Dass sich bei der Windkraft in Bayern etwas bewegt, wird in ländlich geprägten Regionen wie dem Südosten des Landkreises München und dem Nachbarlandkreis Rosenheim deutlich. Hier ist es nicht die Landespolitik, die die Energiewende vorantreibt, sondern kommunale Initiativen setzen mit finanzieller Beteiligung von Bürgerinnen und Bürgern den Bau von Windrädern um.
Bei Feldkirchen-Westerham etwa baut die Bürgerwind GmbH Riedholz, benannt nach dem gleichnamigen Wald, in dem die Anlage errichtet wird, um die Initiatoren Sepp Forstner und Florian Lechner das erste Windrad im südöstlichen Oberland. Im Hofoldinger Forst sind es die drei Gemeinden Aying, Sauerlach und Otterfing, die gemeinsam unter dem Dach der Windenergie Hofoldinger Forst GmbH insgesamt drei Rotoren errichten – je eines auf jedem Gemeindegebiet im Wald.

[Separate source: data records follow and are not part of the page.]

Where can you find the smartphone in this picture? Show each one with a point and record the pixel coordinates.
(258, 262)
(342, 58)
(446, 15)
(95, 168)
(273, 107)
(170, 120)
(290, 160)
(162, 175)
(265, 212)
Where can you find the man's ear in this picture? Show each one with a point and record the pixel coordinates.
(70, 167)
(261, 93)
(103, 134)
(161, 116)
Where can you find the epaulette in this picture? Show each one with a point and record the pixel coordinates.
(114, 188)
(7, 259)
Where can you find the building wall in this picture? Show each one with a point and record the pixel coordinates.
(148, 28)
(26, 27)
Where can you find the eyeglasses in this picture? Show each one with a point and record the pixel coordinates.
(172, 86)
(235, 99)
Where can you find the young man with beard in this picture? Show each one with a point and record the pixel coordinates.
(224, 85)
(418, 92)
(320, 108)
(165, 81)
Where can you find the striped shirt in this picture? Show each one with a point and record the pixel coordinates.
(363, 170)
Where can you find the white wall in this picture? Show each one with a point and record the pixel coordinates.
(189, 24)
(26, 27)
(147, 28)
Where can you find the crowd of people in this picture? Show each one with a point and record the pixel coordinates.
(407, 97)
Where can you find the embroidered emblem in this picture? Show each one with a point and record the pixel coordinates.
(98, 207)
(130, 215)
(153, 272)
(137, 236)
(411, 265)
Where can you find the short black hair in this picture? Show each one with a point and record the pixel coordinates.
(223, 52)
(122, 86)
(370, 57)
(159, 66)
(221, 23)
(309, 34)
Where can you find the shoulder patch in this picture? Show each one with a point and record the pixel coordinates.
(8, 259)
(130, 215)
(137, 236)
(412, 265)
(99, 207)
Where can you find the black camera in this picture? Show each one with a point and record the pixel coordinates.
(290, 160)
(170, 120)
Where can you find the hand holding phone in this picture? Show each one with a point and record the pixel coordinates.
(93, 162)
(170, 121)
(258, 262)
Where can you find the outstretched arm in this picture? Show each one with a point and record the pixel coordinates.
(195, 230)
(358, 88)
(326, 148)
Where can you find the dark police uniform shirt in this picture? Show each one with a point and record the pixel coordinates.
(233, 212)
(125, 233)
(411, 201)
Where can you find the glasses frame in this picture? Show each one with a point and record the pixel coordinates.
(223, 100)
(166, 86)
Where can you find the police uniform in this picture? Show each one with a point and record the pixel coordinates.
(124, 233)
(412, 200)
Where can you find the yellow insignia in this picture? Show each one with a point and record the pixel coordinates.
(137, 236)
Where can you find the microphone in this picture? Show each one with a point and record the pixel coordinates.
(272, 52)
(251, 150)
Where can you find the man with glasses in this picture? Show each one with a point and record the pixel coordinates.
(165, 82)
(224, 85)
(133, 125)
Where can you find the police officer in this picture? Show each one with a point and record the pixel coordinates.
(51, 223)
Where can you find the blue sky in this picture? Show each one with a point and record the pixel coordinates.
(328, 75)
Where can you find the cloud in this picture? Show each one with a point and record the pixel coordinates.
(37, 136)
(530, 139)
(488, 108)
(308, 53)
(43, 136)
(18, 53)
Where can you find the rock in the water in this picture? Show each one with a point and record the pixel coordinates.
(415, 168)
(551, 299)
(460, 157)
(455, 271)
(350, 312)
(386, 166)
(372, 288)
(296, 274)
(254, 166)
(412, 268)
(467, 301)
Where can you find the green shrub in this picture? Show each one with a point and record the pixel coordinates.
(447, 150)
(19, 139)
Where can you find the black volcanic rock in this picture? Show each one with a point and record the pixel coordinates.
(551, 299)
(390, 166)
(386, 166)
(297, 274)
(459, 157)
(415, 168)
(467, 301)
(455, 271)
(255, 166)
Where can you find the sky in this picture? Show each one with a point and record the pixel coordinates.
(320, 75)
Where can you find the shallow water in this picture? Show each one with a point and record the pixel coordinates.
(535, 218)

Der Hofoldinger Forst ist als Staatsforst prädestiniert für den Bau von Rotoren, hat doch die bayerische Staatsregierung bei ihrer Kehrtwende nach Einführung des Wind-an-Land-Gesetzes insbesondere die staatseigenen Wälder als Standorte für Rotoren ins Visier genommen. Vor allem aber bietet das riesige Waldgebiet im Münchner Süden einen entscheidenden Vorteil: Hier führt die Salzburger Autobahn, die A8, durch, über diese können die riesigen Bauteile mit einer Länge von bis zu 80 Meter angeliefert werden.
Diesen Pluspunkt hat der Standort Großhöhenrain in Feldkirchen-Westerham nicht. Daher müssen die Bauteile im etwa zwölf Kilometer entfernten Ayinger Ortsteil Peiß an der Staatsstraße 2078 zwischengelagert werden. „So können unsere Bürger schon mal sehen, was auch bei uns bald entstehen wird“, sagt Ayings Bürgermeister Peter Wagner (CSU). Und zwar drei gigantische Windräder, die mit einer Nabenhöhe von 166 Metern, einer Gesamthöhe von etwa 250 Metern und einem Rotordurchmesser von 160 Meter weithin sichtbar sein werden.
Ein Windrad soll 9000 Haushalte mit grünem Strom versorgen
Die Anlagen sollen die Energiewende in Süddeutschland voranbringen. Laut der Gemeinde Feldkirchen-Westerham wird etwa das Windrad die Versorgung der Kommune mit regenerativer Energie um etwa zehn Prozent steigern, womit man dem Ziel der Klimaneutralität einen weiteren Schritt näherkommt. Derzeit liegt der Anteil grüner Energie in der Gemeinde nach Angaben der Bayernwerke bei nahezu 70 Prozent, wobei die Gemeinde im unteren Mangfalltal ihren Strombedarf vor allem aus Biomasse, Photovoltaik und dank der Lage am Fluss in geringen Teilen auch aus Wasserkraft deckt.
Die geplanten drei Windräder im Hofoldinger Forst, die sich nacheinander von kommendem März an drehen sollen, werden Strom für etwa 9000 Haushalte erzeugen. Die Fundamente mit einem Durchmesser von jeweils 24 Metern, die eine Last von mehr als 2000 Tonnen tragen müssen, sind bereits gelegt. Bald werden, wie in Höhenrain, auch über den Baumkronen nahe der A 8 die ersten Türme hin den Himmel wachsen.